To that end, AHIMA is recommending that HHS lay out what SDOH data healthcare organizations should be collecting, and perhaps offer financial incentives for prioritizing that data.
In addition, the organization recommends that the federal government offer financial and technical support to train healthcare providers on how to collect, code, and use SDOH data, including "a focus on cultural competency coupled with the recognition that different care settings may require different approaches."
Finally, AHIMA is recommending that the federal government provide funding, technical resources, and infrastructure to help providers use that data in coordination with other organizations.
"Many of the solutions to addressing SDOH needs rely on collaboration between the health and social services sectors," the white paper concludes. "This type of cooperation is happening in pockets at the local level. Many providers are reticent to ask their patients about their SDOH needs without first having the community-based support system to which they can refer the patient so that these needs can be met. Federal incentives are needed for states to create better alignment—across coordinating agencies to improve coordination, collection, and, ultimately, impact."
Eric Wicklund is the Innovation and Technology Editor for HealthLeaders.
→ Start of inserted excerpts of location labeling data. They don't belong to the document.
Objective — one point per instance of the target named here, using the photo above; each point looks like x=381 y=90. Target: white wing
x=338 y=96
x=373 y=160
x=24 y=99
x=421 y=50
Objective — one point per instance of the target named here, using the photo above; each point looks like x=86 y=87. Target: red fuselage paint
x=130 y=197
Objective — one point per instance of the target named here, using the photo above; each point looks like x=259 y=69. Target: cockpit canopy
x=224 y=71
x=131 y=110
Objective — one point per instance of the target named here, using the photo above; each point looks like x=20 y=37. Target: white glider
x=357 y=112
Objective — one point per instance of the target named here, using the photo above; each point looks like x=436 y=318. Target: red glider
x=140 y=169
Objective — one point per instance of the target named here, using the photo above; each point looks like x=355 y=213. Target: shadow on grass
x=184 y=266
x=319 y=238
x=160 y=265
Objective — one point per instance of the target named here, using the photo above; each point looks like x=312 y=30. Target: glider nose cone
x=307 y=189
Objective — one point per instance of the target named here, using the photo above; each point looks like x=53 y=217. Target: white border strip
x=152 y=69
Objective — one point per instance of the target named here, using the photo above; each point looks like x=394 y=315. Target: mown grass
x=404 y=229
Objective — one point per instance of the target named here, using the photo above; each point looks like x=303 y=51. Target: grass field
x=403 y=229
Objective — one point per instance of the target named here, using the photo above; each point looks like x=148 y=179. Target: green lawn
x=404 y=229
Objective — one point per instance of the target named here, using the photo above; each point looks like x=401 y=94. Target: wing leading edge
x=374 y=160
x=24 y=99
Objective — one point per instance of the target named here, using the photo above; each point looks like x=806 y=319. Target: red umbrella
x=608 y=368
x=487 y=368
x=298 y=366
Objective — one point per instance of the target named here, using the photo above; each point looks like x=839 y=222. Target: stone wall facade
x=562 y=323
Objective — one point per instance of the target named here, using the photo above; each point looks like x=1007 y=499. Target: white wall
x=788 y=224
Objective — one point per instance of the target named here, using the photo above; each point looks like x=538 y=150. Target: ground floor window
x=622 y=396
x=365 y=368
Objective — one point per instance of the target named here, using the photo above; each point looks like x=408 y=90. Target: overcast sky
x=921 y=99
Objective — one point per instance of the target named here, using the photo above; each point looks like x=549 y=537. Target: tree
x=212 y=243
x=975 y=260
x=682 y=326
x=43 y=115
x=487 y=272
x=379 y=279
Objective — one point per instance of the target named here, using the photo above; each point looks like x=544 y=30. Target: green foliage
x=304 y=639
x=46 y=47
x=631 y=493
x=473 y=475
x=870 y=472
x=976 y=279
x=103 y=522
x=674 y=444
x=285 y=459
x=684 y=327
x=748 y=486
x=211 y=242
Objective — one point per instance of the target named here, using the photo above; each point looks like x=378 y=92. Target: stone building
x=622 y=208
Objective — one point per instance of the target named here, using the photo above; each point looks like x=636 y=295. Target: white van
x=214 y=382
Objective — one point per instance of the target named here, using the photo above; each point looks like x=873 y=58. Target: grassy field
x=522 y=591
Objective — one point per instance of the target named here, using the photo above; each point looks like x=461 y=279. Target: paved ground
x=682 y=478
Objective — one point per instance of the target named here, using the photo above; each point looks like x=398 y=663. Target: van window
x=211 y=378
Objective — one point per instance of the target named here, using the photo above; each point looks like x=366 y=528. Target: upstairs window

Almost 80% of healthcare organizations are collecting data on social determinants of health, or non-clinical factors that affect one's health, including family and home life, education, employment, and food insecurity.
Many of those organizations are struggling to find the right processes to collect and use that data, including integrating it into the EHR. They also lacked trained staff to do the collecting, and don't know how to use the data they have.
An AHIMA survey recommends that HHS and other federal agencies provide resources, education, and infrastructure to help providers collect and use SDOH data in partnerships with other organizations.